Is there a standard alternative to sponge to pipe a file into itself?

Question

I frequently want to do something like this:

 cat file | command > file

(which obviously doesn't work). The only solution I've seen for this is sponge, i.e.

 cat file | command | sponge file

Unfortunately, sponge is not available to me (nor can I install it or any other package).

Is there a more standard quick way to do this without having to break it up every time into multiple commands (pipe to temp file, pipe back to original, delete temp file)? I tried tee for example, and it seems to work, but is it a consistent/safe solution?

If there were a more standard way, sponge wouldn't have had to exist. If you can't install a package, can you create the corresponding shell script to use? (x=$(mktemp); cat > "$x" ; mv "$x" "$1") — Michael Homer, Sep 24 '19 at 23:09
sponge is itself just creating a temporary file and moving it onto the original (and breaking hardlinks), so better be honest about it (like in @MichaelHomer's example), rather than hide the ugly truth under the rug, and pretend that it just does something magical ;-) An improvement imho to that would be (x=$(mktemp); cat >"$x" && mv "$x" "$1" || rm "$x"). — , Feb 05 '20 at 08:41

Kusalananda · Accepted Answer · 2020-02-05T10:26:58.227

A shell function replacing sponge:

mysponge () (
    append=false

    while getopts 'a' opt; do
        case $opt in
            a) append=true ;;
            *) echo error; exit 1
        esac
    done
    shift "$(( OPTIND - 1 ))"

    outfile=$1

    tmpfile=$(mktemp "$(dirname "$outfile")/tmp-sponge.XXXXXXXX") &&
    cat >"$tmpfile" &&
    if "$append"; then
        cat "$tmpfile" >>"$outfile"
    else
        if [ -f "$outfile" ]; then
            chmod --reference="$outfile" "$tmpfile"
        fi
        if [ -f "$outfile" ]; then
            mv "$tmpfile" "$outfile"
        elif [ -n "$outfile" ] && [ ! -e "$outfile" ]; then
            cat "$tmpfile" >"$outfile"
        else
            cat "$tmpfile"
        fi
    fi &&
    rm -f "$tmpfile"
)

This mysponge shell function passes all data available on standard input on to a temporary file.
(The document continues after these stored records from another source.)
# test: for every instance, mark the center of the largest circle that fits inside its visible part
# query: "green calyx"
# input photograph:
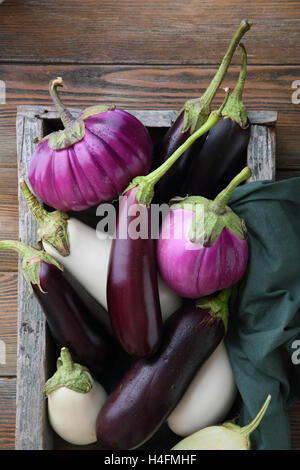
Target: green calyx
(53, 226)
(32, 260)
(74, 130)
(72, 134)
(93, 110)
(235, 108)
(216, 214)
(196, 111)
(69, 374)
(145, 184)
(217, 304)
(249, 428)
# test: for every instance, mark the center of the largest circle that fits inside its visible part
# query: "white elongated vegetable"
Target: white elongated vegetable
(74, 401)
(208, 398)
(83, 253)
(228, 436)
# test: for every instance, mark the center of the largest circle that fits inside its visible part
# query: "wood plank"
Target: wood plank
(8, 215)
(148, 31)
(32, 429)
(8, 323)
(131, 87)
(7, 413)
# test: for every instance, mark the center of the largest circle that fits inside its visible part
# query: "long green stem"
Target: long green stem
(65, 360)
(217, 305)
(249, 428)
(196, 111)
(223, 197)
(209, 94)
(235, 108)
(40, 214)
(32, 260)
(53, 226)
(15, 245)
(64, 113)
(146, 184)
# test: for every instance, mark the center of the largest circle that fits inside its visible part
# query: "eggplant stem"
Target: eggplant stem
(210, 92)
(249, 428)
(65, 360)
(221, 200)
(145, 192)
(235, 108)
(66, 117)
(34, 205)
(15, 245)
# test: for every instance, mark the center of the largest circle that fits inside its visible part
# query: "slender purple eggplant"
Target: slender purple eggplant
(151, 388)
(132, 290)
(190, 118)
(224, 152)
(70, 322)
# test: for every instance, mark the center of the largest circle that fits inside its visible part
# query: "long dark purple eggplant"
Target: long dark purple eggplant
(70, 322)
(224, 152)
(132, 290)
(191, 117)
(151, 388)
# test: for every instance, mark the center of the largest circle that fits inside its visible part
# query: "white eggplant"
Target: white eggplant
(74, 401)
(228, 436)
(83, 253)
(208, 398)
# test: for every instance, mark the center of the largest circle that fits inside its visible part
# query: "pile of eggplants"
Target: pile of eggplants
(105, 153)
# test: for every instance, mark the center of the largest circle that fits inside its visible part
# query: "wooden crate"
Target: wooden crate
(33, 353)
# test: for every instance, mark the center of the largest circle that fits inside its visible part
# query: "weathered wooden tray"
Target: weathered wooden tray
(33, 354)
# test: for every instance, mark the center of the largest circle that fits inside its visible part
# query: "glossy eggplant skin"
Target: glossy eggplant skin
(132, 289)
(222, 156)
(170, 184)
(71, 323)
(151, 388)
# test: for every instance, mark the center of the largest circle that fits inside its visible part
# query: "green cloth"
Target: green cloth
(265, 308)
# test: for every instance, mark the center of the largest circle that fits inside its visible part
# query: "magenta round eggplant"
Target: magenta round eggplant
(193, 270)
(92, 160)
(132, 289)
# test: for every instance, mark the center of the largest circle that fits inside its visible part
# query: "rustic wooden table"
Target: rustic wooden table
(138, 54)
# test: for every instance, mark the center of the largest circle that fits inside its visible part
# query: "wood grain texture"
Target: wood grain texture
(8, 322)
(32, 430)
(7, 413)
(142, 31)
(132, 87)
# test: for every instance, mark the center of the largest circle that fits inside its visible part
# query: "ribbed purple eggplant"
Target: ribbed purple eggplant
(70, 321)
(132, 290)
(151, 388)
(92, 160)
(191, 117)
(224, 152)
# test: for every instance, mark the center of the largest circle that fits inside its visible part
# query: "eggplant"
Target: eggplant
(84, 253)
(224, 152)
(132, 290)
(70, 322)
(92, 160)
(151, 388)
(191, 117)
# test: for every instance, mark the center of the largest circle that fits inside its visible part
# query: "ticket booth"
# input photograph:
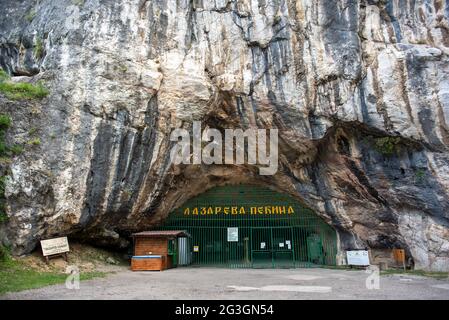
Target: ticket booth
(159, 250)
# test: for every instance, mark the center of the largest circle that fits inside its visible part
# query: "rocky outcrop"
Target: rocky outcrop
(359, 91)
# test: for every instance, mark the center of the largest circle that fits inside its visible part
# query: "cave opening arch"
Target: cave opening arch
(251, 226)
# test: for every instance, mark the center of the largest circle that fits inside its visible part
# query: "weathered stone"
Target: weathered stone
(332, 76)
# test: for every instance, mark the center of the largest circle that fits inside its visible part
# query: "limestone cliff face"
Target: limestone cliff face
(335, 77)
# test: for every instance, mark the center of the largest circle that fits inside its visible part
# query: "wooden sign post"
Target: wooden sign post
(55, 247)
(399, 256)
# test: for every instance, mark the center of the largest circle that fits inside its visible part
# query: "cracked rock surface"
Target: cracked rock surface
(337, 78)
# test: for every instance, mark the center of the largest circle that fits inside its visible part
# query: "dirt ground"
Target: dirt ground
(215, 283)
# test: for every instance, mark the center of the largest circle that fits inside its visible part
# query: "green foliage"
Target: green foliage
(23, 90)
(16, 276)
(5, 121)
(34, 142)
(16, 149)
(3, 215)
(30, 15)
(38, 48)
(3, 75)
(430, 274)
(33, 131)
(387, 145)
(78, 3)
(420, 176)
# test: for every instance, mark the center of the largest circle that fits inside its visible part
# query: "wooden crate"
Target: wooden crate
(148, 263)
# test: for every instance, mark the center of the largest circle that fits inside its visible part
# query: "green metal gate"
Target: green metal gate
(248, 226)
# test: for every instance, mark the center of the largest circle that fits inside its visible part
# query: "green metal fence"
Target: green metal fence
(273, 229)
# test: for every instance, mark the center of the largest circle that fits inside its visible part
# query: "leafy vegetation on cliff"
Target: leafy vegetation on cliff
(21, 90)
(387, 145)
(16, 275)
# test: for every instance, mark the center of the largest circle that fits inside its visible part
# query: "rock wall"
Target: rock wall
(358, 89)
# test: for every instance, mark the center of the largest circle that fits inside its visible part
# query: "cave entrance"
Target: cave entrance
(247, 226)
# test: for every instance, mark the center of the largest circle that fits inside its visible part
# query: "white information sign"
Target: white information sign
(54, 246)
(358, 258)
(233, 234)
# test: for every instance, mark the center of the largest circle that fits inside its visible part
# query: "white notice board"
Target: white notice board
(54, 246)
(358, 258)
(233, 234)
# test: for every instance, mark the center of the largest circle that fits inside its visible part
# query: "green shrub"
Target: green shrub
(30, 15)
(3, 75)
(5, 121)
(23, 90)
(38, 49)
(3, 216)
(16, 149)
(34, 142)
(387, 145)
(79, 3)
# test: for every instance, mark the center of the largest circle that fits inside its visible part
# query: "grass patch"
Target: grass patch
(3, 75)
(15, 276)
(30, 15)
(387, 145)
(23, 90)
(430, 274)
(34, 142)
(38, 49)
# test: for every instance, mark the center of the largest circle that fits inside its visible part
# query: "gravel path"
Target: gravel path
(211, 283)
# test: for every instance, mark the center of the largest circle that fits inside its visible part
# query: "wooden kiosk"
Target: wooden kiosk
(155, 250)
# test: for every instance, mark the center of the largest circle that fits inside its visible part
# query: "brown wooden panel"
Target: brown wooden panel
(153, 264)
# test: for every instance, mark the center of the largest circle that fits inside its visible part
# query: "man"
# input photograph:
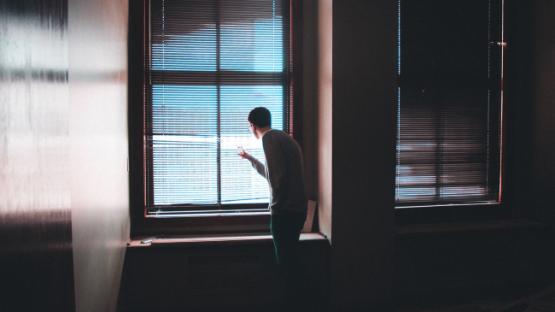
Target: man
(284, 173)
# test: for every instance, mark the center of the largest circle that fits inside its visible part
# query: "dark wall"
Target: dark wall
(543, 108)
(364, 55)
(35, 215)
(226, 276)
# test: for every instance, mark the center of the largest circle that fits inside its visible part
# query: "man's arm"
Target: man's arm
(256, 164)
(275, 161)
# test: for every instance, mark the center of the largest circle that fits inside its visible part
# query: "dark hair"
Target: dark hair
(260, 117)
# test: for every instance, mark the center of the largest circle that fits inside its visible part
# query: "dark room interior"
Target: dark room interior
(427, 130)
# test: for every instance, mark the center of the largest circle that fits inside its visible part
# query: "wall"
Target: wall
(99, 149)
(363, 174)
(35, 210)
(543, 111)
(324, 121)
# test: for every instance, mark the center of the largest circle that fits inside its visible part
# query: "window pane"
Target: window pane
(252, 38)
(449, 102)
(183, 35)
(184, 144)
(240, 182)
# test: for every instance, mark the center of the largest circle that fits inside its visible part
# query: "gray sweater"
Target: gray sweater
(284, 172)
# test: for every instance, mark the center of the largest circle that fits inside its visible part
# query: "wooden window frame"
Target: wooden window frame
(142, 224)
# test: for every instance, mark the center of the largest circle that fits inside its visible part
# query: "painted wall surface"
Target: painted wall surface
(35, 215)
(543, 114)
(325, 112)
(364, 56)
(99, 149)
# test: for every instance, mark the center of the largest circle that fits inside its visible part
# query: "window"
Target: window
(208, 63)
(449, 103)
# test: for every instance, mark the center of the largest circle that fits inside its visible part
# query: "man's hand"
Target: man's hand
(243, 154)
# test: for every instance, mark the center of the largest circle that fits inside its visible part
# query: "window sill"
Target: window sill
(461, 227)
(213, 240)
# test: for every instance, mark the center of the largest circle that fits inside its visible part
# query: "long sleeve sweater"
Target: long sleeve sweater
(284, 172)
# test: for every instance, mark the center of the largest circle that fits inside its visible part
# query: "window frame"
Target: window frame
(410, 213)
(205, 222)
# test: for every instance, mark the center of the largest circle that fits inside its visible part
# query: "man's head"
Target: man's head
(260, 120)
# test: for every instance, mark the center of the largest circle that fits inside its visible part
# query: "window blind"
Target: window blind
(209, 63)
(449, 102)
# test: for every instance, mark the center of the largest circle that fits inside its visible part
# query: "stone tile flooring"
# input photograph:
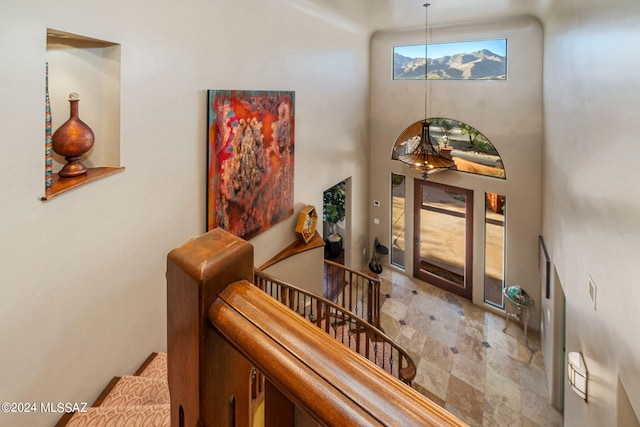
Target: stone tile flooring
(465, 361)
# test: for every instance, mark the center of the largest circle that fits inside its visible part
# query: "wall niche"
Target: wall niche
(91, 68)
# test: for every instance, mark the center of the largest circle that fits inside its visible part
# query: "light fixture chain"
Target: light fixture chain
(426, 58)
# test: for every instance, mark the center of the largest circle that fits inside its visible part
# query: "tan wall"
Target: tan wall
(590, 187)
(82, 285)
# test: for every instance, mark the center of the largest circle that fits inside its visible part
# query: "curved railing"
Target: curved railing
(219, 325)
(343, 325)
(356, 291)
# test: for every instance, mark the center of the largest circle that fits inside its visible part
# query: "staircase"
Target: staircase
(131, 400)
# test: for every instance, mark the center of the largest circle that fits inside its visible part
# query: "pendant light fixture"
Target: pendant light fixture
(414, 147)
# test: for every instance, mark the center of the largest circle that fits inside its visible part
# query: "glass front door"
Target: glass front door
(443, 233)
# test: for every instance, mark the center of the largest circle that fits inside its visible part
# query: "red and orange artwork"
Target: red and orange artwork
(250, 160)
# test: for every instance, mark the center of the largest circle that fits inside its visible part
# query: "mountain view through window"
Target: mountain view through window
(477, 60)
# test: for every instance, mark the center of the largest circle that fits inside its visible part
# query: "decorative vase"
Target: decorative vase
(72, 140)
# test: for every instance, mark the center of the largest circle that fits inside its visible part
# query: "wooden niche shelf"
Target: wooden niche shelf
(293, 249)
(60, 185)
(90, 67)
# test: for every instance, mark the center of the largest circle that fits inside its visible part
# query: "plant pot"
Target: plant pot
(334, 245)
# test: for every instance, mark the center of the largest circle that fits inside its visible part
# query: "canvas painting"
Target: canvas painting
(250, 160)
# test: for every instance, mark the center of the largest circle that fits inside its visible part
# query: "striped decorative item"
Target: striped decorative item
(48, 153)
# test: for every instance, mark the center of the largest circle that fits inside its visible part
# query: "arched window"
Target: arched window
(471, 151)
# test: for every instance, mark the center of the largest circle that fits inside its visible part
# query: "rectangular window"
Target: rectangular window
(494, 248)
(397, 220)
(477, 60)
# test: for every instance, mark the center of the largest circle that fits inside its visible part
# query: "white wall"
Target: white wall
(591, 205)
(508, 112)
(82, 286)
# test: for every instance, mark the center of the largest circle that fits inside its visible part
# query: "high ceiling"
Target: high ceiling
(406, 14)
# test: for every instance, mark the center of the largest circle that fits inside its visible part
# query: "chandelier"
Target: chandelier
(414, 146)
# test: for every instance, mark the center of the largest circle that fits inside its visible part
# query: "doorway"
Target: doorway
(443, 236)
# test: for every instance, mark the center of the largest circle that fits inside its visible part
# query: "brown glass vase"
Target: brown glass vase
(72, 140)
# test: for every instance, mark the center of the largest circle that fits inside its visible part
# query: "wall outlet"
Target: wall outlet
(592, 291)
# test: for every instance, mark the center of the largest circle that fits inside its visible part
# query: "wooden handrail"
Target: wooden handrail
(333, 386)
(343, 325)
(219, 324)
(351, 281)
When all data has been redirected to the temporary file, the collected data is copied to the file named by the function's argument. If data is not to be appended to the file (i.e -a is not used), and if the given output filename refers to an existing regular file, if it does not exist, then this is done with mv (in the case that the file is an existing regular file, an attempt is made to transfer the file modes to the temporary file using GNU chmod first). If the output is to something that is not a regular file (a named pipe, standard output etc.), the data is outputted with cat.

If no file was given on the command line, the collected data is sent to standard output.

At the end, the temporary file is removed.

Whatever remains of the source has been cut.